# Going out to bob sikes pcb side



## SpanMack (May 2, 2013)

hey guys, I'm going out to sikes from 7pm today till 8am tommorow morning. Gunna try my luck good or bad well see. I'll post reports .Btw this is my first time posting . See ya later with my catch report.


----------



## MoganMan (Feb 24, 2013)

Good luck out there my man, and welcome to the forums! Sikes is one of my favorite fishing spots in Pensacola, on the right night with the right bait, that place is on fire!


----------



## lurkin (Jul 6, 2013)

I think we might ride out also.. need to get my peerless 209 and garcia mitchs 400a worked on..


----------



## EMT90 (Jul 24, 2012)

Stay dry!! Looking good right more


----------



## snelljps (May 11, 2013)

Heading out there now


----------



## lurkin (Jul 6, 2013)

Im fixing my peer needs new line and cleaned be a cpl before I leave pace.. then gotta get menhaden to fill my bucket


----------



## SpanMack (May 2, 2013)

there is a ton of people tonight . Lots of good reports trout craokers baby sharks I'll keep y'all posted thanks magon GL to every one


----------



## lurkin (Jul 6, 2013)

Welp im not giing to make it . Son in law stuck his truck in Blackwater. So pappa has to go get him.. GL everyone else.. post them pics


----------



## jmiller2502 (May 31, 2013)

Get anything good???


----------



## SpanMack (May 2, 2013)

Caught:6 white trout 1 handsized blue 1 Spanish. The Spanish where running great from 11 pm to about 1am they were killing my cigs . 6 black drum were caught rangeing from 15-25lbs . Lots of big ray hooked. Lots of white trout people where slaying them.
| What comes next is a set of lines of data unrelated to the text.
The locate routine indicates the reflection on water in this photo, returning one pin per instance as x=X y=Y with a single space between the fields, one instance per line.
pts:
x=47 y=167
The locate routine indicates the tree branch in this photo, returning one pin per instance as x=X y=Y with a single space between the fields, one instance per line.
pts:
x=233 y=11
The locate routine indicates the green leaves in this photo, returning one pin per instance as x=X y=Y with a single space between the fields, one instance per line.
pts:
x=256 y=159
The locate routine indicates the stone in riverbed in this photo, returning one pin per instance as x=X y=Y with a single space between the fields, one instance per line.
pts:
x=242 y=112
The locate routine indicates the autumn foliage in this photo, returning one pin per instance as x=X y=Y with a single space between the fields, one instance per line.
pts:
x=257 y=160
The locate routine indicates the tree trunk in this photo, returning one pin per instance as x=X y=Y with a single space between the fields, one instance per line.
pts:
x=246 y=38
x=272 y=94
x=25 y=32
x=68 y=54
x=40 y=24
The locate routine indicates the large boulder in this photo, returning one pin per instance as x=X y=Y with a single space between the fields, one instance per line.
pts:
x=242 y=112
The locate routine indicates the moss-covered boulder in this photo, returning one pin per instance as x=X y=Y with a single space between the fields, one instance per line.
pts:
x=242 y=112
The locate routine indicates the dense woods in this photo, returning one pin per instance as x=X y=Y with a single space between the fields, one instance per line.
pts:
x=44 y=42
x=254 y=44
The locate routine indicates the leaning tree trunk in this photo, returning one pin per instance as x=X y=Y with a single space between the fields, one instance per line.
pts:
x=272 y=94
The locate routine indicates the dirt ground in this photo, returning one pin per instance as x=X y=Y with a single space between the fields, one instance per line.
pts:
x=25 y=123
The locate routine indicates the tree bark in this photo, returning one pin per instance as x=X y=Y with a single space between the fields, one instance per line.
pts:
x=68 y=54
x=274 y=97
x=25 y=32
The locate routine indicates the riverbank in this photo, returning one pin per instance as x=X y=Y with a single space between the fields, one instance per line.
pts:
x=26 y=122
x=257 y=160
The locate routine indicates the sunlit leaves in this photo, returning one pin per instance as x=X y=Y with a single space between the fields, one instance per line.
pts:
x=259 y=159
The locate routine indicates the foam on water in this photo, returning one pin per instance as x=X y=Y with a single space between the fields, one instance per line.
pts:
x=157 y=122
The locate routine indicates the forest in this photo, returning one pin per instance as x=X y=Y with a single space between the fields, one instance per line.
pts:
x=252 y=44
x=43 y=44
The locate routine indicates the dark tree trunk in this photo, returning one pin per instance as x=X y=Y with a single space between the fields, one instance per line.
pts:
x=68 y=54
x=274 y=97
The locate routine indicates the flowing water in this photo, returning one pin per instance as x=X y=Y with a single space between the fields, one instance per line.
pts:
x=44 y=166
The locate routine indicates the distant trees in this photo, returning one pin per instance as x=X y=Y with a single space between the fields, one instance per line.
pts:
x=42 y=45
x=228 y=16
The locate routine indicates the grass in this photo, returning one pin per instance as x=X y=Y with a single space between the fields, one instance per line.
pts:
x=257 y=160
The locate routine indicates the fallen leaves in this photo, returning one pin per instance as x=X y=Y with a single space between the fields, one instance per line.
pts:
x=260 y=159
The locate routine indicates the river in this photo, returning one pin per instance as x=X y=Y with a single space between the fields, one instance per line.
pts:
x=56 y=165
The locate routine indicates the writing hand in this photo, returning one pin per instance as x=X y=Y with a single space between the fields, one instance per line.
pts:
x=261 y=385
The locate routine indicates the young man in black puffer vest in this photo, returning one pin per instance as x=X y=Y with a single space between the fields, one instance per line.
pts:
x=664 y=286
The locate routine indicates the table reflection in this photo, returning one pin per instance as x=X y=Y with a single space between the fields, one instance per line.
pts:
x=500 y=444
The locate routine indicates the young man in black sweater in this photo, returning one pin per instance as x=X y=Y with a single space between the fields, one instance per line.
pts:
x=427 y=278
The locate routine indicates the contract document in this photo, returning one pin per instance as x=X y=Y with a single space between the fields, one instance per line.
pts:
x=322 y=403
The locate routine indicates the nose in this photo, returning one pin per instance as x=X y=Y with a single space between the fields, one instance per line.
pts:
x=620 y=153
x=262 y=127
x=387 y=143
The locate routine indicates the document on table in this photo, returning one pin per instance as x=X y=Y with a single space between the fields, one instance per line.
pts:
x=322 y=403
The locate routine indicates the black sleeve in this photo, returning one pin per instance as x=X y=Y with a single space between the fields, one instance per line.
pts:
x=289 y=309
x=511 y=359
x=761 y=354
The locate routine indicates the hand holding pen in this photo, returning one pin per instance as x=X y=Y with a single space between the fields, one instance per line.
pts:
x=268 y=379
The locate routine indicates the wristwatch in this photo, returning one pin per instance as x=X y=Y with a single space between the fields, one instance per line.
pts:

Any other Qs let me know oh and 4 red snapper were pulled up as well one was atleast 30lbs. That's my report enjoy.Also saw some big sail cats landed


----------



## AVIDfisherman (Jan 31, 2013)

Red snapper?!


----------



## SpanMack (May 2, 2013)

Yep. Down at the very end was the big red snapper the other 3 were mingos caught in the alley


----------



## AVIDfisherman (Jan 31, 2013)

Wow i didnt know they were out there. Nice report. And welcome to the forum.


----------



## EMT90 (Jul 24, 2012)

Heading out tonight


----------



## Fishing flip (Jun 16, 2012)

what size tackle on the snapper


----------



## Flguy32514 (Sep 16, 2012)

Anyone out at 3mb or sykes now? Headed out shortly n don't have a bridge net


----------



## Sharknut (Mar 18, 2013)

Please tell me somebodys got at least one picture of the red snapper, mingos or black drum. Or a witness?


----------



## SpanMack (May 2, 2013)

Sorry bro I have no pics of them. I didn't see the snapper caught I seen them in the coolers as people were leaving,as I ask them any luck and they showed me as for the black drum . I witnessed them caught hooked and brought over.Did I take any photos ...nope don't think I could have they landed I got a good glance at em they went in thecooler. But I do know where they were being caught at hopefully I land a few next time I go out. They were caught of frozen dead shrimp on single hook.Sorry no pics wish I could of.


----------



## Sharknut (Mar 18, 2013)

post deleted


----------



## Sharknut (Mar 18, 2013)

post deleted


----------